Малюмон отошел вместе с жандармами к небольшому эркеру, обклеенному рисунками, большинство из которых не превышали уровень мастерства первоклассника. Брюссен сам себя пригласил на это тайное сборище.
Когда пронзительный, нервирующий взгляд слишком светлых глаз директора обратился на Лудивину, у той возникло ощущение, что он зондирует ее сознание. Но его внимание уже переключилось на Сеньона, начавшего разговор:
– Месье Малюмон…
– Доктор, – поправил Брюссен, вступившись за начальника.

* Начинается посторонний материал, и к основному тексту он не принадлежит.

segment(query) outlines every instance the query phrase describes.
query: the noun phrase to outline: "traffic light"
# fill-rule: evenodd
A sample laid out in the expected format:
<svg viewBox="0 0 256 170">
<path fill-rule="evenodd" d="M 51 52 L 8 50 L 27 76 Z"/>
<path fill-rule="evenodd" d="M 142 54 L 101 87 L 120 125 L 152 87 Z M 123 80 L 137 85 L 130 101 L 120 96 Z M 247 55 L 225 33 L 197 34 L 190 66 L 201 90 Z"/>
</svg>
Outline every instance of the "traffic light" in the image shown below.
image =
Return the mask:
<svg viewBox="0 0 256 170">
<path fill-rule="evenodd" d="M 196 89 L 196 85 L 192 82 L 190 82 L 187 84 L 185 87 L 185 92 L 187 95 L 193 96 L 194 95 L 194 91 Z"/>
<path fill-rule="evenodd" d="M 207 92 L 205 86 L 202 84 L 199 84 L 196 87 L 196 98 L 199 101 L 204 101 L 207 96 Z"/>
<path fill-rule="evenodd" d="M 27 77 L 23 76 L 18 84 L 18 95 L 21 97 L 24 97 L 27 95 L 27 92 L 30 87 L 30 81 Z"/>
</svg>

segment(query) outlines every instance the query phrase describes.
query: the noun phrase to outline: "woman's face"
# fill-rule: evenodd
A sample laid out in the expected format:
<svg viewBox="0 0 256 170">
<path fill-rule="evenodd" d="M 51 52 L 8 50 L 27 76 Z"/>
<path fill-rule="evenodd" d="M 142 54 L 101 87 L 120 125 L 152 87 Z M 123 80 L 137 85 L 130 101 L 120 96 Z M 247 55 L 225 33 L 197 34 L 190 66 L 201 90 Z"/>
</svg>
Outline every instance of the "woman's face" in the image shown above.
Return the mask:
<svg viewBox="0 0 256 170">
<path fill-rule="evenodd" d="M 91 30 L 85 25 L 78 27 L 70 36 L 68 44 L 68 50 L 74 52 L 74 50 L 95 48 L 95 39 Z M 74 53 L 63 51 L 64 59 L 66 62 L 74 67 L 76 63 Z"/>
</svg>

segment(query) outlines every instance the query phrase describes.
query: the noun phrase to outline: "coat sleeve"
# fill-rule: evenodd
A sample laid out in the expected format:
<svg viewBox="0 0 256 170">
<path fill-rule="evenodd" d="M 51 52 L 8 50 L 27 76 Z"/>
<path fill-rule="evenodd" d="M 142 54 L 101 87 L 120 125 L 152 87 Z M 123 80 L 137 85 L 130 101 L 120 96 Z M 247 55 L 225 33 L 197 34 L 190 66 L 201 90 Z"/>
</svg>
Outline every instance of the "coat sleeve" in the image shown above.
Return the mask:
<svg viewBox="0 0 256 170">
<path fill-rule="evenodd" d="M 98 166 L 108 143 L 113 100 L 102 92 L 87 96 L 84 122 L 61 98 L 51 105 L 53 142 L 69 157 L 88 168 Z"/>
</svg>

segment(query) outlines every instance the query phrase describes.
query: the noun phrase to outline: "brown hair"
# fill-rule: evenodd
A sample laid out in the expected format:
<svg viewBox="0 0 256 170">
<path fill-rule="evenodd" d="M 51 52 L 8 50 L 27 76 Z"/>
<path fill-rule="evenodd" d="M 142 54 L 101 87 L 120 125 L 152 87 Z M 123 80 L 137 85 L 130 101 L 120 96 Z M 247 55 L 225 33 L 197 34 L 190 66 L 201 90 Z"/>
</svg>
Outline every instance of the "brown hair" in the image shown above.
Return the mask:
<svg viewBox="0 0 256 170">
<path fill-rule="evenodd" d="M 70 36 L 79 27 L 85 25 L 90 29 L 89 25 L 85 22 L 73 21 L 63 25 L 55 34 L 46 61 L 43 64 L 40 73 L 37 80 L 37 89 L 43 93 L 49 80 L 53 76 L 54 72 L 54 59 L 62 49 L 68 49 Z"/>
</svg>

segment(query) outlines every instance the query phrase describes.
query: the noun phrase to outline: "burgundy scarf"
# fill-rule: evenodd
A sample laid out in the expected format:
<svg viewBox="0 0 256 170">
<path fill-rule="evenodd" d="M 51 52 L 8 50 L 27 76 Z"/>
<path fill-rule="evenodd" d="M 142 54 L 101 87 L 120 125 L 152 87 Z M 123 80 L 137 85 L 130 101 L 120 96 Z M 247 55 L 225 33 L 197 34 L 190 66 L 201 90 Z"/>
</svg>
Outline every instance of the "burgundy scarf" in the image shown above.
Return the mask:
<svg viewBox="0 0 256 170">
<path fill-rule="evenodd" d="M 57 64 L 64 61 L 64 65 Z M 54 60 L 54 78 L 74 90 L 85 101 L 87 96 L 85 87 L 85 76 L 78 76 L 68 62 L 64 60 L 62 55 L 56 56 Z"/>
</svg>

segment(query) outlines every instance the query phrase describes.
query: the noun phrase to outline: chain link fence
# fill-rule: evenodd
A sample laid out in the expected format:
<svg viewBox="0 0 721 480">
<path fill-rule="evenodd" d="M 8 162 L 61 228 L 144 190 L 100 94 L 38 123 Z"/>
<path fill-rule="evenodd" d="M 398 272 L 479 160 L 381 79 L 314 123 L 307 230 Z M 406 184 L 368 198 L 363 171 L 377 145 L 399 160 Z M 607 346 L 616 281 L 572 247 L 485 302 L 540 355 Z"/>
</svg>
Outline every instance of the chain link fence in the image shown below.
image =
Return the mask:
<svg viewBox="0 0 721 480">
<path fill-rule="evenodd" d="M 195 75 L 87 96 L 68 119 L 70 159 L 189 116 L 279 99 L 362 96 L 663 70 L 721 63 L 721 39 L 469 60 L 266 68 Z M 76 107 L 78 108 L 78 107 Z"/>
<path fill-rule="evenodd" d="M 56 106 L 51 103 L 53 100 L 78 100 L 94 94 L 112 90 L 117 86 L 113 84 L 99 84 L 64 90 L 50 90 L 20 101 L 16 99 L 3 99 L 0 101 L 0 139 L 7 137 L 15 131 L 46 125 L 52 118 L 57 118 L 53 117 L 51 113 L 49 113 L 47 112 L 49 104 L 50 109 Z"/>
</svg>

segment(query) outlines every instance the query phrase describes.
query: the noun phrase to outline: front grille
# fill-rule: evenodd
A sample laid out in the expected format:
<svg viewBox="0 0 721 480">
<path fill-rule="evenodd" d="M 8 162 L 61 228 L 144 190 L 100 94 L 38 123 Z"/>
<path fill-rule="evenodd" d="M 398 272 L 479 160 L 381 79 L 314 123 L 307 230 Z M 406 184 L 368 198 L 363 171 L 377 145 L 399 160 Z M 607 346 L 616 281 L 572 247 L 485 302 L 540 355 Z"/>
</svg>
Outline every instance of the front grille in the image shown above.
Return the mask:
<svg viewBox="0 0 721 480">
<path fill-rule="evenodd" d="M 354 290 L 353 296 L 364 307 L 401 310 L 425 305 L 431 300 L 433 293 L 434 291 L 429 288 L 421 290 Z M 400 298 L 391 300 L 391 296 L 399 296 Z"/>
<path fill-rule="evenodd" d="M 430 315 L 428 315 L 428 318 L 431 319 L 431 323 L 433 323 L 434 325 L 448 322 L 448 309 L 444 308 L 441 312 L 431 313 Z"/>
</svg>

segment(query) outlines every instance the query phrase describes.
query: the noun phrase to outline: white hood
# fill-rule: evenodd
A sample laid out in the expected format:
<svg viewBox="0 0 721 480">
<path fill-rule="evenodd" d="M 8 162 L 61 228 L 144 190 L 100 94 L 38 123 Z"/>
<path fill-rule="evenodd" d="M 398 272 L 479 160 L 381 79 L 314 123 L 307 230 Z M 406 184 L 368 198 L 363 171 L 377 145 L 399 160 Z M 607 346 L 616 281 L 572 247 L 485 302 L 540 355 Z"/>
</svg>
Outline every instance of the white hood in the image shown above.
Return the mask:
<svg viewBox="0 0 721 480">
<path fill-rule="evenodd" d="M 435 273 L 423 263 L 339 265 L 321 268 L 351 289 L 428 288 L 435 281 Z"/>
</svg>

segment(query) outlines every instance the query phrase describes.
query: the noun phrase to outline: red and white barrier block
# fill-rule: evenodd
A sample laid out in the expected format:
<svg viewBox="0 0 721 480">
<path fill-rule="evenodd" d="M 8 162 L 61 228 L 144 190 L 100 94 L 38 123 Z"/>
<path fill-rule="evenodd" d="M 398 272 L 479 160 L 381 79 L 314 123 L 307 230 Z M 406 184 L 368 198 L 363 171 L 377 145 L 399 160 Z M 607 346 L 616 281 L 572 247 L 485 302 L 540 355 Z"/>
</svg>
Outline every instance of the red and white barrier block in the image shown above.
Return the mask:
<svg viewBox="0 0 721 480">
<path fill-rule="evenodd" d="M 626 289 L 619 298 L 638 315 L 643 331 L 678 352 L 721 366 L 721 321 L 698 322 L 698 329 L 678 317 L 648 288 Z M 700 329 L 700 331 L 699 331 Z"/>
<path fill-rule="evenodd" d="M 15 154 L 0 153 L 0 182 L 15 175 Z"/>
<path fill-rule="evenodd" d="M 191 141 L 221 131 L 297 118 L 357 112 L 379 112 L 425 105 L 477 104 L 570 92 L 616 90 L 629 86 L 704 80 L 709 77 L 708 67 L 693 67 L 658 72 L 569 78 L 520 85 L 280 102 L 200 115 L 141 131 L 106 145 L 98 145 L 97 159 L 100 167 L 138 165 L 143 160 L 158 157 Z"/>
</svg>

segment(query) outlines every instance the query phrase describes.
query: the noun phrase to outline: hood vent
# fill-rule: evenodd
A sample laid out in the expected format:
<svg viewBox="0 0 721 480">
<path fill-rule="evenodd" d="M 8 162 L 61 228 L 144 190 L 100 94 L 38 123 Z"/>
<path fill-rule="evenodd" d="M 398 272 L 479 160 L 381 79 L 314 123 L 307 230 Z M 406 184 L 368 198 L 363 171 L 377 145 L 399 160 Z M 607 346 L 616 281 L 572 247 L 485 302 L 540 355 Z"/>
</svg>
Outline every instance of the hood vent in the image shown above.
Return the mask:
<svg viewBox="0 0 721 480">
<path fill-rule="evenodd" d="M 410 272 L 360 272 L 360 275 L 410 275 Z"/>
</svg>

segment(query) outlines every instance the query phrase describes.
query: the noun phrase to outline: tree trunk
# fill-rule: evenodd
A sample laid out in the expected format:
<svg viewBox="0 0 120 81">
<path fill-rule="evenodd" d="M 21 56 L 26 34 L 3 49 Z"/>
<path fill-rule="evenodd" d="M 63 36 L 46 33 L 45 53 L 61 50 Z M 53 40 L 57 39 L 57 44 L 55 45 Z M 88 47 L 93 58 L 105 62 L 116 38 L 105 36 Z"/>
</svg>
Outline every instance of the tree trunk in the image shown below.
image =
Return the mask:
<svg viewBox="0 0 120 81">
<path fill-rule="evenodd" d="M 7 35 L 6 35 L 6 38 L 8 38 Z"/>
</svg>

Малюмон, положив руку ему на плечо, другой указал на двух коллег в белых халатах, оставшихся в зале:
– По-моему, Эрика хотела обсудить с вами вопросы досуга пациентов.
Намек был ясен, и если Брюссен обиделся, то не подал виду – только промычал что-то в знак согласия и зашагал к брюнетке в очках, которая с самого начала то и дело косилась на двух жандармов. Лудивина проводила Брюссена взглядом – он сразу начал вполголоса отвечать на торопливые вопросы Эрики. Определенно, их с Сеньоном присутствие вызвало здесь волнение. Еще она заметила, что у женщины-врача глаза разного цвета.
– Нам не нужны истории болезни ваших пациентов, только фамилии, – продолжил Сеньон. – Если вы настаиваете на ордере – хорошо, мы его получим, но это отнимет у нас время, а там, за пределами вашей клиники, в опасности жизнь многих людей.
Малюмон взмахнул рукой, будто отметая проблему:
– Скажите, кто конкретно вас интересует, и я отвечу, проходил ли этот человек у нас лечение. Поймите правильно – мне бы не хотелось предоставлять вам списки пациентов без ордера, который снял бы с меня ответственность, но я готов вам помочь чем смогу.
– Мы ищем тех, кто побывал здесь за многие месяцы, вернее почти за два года – вряд ли вы всех помните, – торопливо сказала Лудивина.
Ей не терпелось увидеть место преступления в лесу Сен-Жермен-ан-Лэ – уж слишком встревожил ее странный тон полковника Жиана. Однако покинуть клинику, не добившись хоть какого-то результата, тоже было нельзя. «В любом случае, криминалисты еще будут долго собирать в лесу материалы для анализа, так что рано туда мчаться – только помешаем, а к тому моменту, когда мы приедем, они как раз закончат», – утешала себя она.
Малюмон ответил бесстрастно и с твердой уверенностью в себе:
– Я занимаю пост директора этой клиники одиннадцать лет и выполняю не только административные функции. Как действующий психиатр, я помню каждого мужчину и каждую женщину, с которыми имел здесь дело, так что проблем не возникнет.
– Пьер Галинэ, – назвала первое имя Лудивина.
Если Малюмону и пришлось задуматься, по лицу этого не было заметно.
– Имя знакомое, однако никаких ассоциаций в голову не приходит. Вы весьма удачно дали мне понять, что я проявил излишнюю самонадеянность, заявив, что помню каждого.
– Это подросток, ему было шестнадцать, когда он около шести месяцев провел в этой клинике в качестве «отдыхающего». Покинул заведение в конце прошлого года.
На этот раз Малюмон кивнул:
– Да, теперь припоминаю. Он лежал в восточном крыле, а я там бываю редко. Мне показалось, вас интересуют только те пациенты, которые были госпитализированы принудительно.